Las cuatro mujeres que hablan de sus temores alrededor de una mesa ya saben lo que es perder hijos, esposos, compañeras o amigas: todos han resultado muertos o desaparecidos por su lucha en los últimos 20 años contra el Estado colombiano. Apenas comienza la conversación, una de ellas vomita que fue violada por un guerrillero del Ejército de Liberación Nacional (ELN) en el mismo terreno del que fueron desplazadas, pocos años después, en 1996, por los paramilitares. Sus compañeras de lucha, que la arropan asintiendo y apretándole la mano, hace años que —como ella— decidieron que no iban a cejar en la batalla judicial que mantienen por su derecho al retorno. Por los muertos que han dejado por el camino, por los vivos que sobreviven en la cuerda floja: “No queremos que nuestros nietos hereden nuestra pobreza”, sentencia una de ellas. Desde la huida viven repartidas en la ciudad de Ciénaga y sus alrededores, en el departamento colombiano de Magdalena, a orillas del Caribe.
Colombia está atravesada por uno de los conflictos más largos y complejos del mundo. También es el país donde las víctimas han conformado una de las sociedades civiles más combativas —integrada mayoritariamente por mujeres— pese a que, según Amnistía Internacional, es también el lugar donde más personas son asesinadas por defender los derechos humanos, más de una cada dos días según un informe del organismo publicado a principio de año.
Una muestra de esta capacidad organizativa a pesar de los peligros es la Asociación de Mujeres Productoras del Campo (ASOMUPROCA), creada en 1996 por casi un centenar de familias para exigir al Estado que les garantizara el retorno a la finca de la que habían tenido que salir huyendo por las amenazas de los paramilitares. Comenzó entonces el vía crucis al que la burocracia colombiana somete a las víctimas: un laberinto de organismos en los que han de volver a contar una y otra vez las amenazas, los asesinatos de compañeras de lucha, los robos de documentación en sus casas…
Hay toda una genealogía de movimientos de mujeres que construyen paz cada día, desde hace décadas, en Colombia. De hecho, la lucha de las mujeres de Colombia es también la de un enjambre de organizaciones especializadas que cooperan entre sí: el nombre de ASOMUPROCA está ligado al de COLEMAD, el Colectivo de Mujeres al Derecho, junto a las que han conseguido que el Tribunal Superior de Cartagena les reconozca su derecho y el de sus familias a que les restituyan un terreno similar al que les arrebataron.

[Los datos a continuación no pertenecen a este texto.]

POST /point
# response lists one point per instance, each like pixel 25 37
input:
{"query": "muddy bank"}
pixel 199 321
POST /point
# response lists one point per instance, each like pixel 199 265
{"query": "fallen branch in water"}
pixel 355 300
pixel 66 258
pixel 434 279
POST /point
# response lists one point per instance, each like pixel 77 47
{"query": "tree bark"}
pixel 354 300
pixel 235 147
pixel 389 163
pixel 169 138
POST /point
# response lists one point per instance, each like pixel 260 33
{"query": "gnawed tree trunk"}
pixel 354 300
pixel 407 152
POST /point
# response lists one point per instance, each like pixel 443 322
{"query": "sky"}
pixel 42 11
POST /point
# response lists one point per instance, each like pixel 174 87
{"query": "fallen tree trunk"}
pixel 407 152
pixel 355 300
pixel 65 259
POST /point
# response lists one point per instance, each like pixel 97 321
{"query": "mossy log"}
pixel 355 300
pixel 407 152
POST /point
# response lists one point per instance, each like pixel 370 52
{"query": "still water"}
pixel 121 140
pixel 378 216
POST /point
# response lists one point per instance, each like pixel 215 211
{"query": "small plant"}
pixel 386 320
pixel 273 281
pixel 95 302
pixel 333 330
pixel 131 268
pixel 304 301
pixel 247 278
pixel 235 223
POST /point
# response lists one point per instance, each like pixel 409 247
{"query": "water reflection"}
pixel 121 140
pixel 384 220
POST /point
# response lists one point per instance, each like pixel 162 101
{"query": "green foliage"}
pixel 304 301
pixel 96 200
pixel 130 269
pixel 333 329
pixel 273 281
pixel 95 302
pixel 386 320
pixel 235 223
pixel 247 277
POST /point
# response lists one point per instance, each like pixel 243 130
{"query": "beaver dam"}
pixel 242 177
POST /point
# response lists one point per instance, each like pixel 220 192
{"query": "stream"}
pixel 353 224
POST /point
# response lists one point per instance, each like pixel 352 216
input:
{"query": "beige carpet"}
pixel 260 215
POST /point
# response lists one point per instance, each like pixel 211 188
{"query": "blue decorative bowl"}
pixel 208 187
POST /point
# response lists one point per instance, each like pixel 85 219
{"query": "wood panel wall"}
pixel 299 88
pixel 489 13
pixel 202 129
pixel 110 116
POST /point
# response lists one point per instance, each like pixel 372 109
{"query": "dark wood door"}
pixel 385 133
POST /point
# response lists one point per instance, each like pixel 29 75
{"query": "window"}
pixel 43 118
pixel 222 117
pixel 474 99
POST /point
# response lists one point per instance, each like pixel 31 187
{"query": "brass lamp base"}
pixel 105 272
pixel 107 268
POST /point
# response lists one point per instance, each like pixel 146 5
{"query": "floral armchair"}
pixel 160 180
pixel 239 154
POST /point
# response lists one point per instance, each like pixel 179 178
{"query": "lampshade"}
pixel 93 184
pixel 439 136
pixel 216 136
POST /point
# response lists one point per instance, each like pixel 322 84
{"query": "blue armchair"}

Con su trabajo en red, las mujeres del país han creado toda una metodología de resistencia frente a la maquinaria institucional del despojo que empuja y engrasa la guerra.
En esa cartografía de la dignidad, destaca el trabajo de memoria de las mujeres de El Salado, también en el norte del país. Esta localidad, que en el año 2000 contaba con unos 7.000 habitantes, sufrió una de las matanzas más atroces cometidas por los paramilitares con la colaboración de miembros de la Infantería de Marina. Durante cuatro días, medio millar de hombres quemaron las casas, mutilaron con motosierras, torturaron con destornilladores, empalaron con maderos, desventraron a mujeres embarazadas, violaron ante las parejas e hijos, obligaron a los supervivientes a cargar con los cadáveres de sus seres queridos. Más de cien personas fueron asesinadas.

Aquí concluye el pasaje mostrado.